Want to learn more about the book? Click on the video to the left to watch Ben read the first section of Last Night I Sang to the Monster.

Enter our drawing to win one of ten signed, first-edition copies of the book by sending an email to info@cincopuntos.com. Make sure to send your email by Tuesday, October 20, 2009. And don’t forget to include your mailing address and tell us where you heard about the contest.

Here’s what the critics are saying:
Publishers Weekly, STARRED REVIEW: "I don’t like remembering. Remembering makes me feel things. I don’t like feeling things,” writes Zach as a homework assignment from his therapist at the outset of this psychologically intense novel. Tracing 18-year-old Zach’s somewhat disjointed but utterly candid monologue during his stint at an institution, readers will feel his fear as he remembers the events leading to his hospitalization and meet his “monster,” the unnamed force that appears in his dreams.

But breaking through the chaos of Zach’s internal world are two remarkable individuals: his fatherly roommate, Rafael, and therapist, Adam, whose determination to make Zach whole again never falters. Zach’s progress advances in small steps, and there are plenty of setbacks. Fellow patients who have become his friends leave suddenly, and the sadness of other lost souls is nearly too much for Zach. However, the good that comes from his struggles far outweighs the dark moments.

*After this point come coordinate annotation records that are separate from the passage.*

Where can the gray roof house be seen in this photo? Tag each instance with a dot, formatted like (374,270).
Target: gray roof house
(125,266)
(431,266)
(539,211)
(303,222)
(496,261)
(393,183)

Offering insight into addiction, dysfunction and mental illness, particularly in the wake of traumatic events, Sáenz’s (He Forgot to Say Goodbye) artful rendition of the healing process will not soon be forgotten.
Last Night I Sang to the Monster cover
School Library Journal, STARRED REVIEW: At 18, Zach finds himself in a therapeutic residential program as both an alcoholic and a post-traumatic-stress patient. In evocative and compelling language, Sáenz allows an at-first barely articulate, almost amnesiac Zach to show his progress toward remembering and integrating his past into a present with which he can cope. He is guided along the way by a sympathetic and wise therapist, a middle-aged roommate whose own recovery is on an arc ahead of the youth’s, and several credible and interesting minor characters. The techniques and realities of such a facility are realistic and fully drawn: addicts who gather for cigarettes, nightmares, group sessions, breathing therapy. Sáenz weaves together Zach’s past, present, and changing disposition toward his future with stylistic grace and emotional insight.

This is a powerful and edifying look into both a tortured psyche and the methods by which it can be healed.

Kirkus Reviews: Zach is full of words: An artist lives inside him. He loves reading, and some time ago he wished to be a good student, but now he only knows silence. Zach is brilliant, but he is confused, lonely and hopeless. He did not choose his alcoholic father, his depressive mother and his abusive brother. He wanted to escape from a house that was not a home anymore, from the monster that appears in his dreams, from his memories, nightmares and imaginary conversations. One day Zach wakes up in Cabin 9, bed 3, at a rehabilitation center. He does not want to remember how he got there; he just wants to forget. Zach's first-person voice is compelling and heartbreaking. Sáenz' poetic narrative will captivate readers from the first sentence to the last paragraph of this beautifully written novel, which explores the painful journey of an adolescent through the labyrinth of addiction and alcoholism. It is also a celebration of life and a song of hope in celebration of family and friendship, one that will resonate loud and long with teens.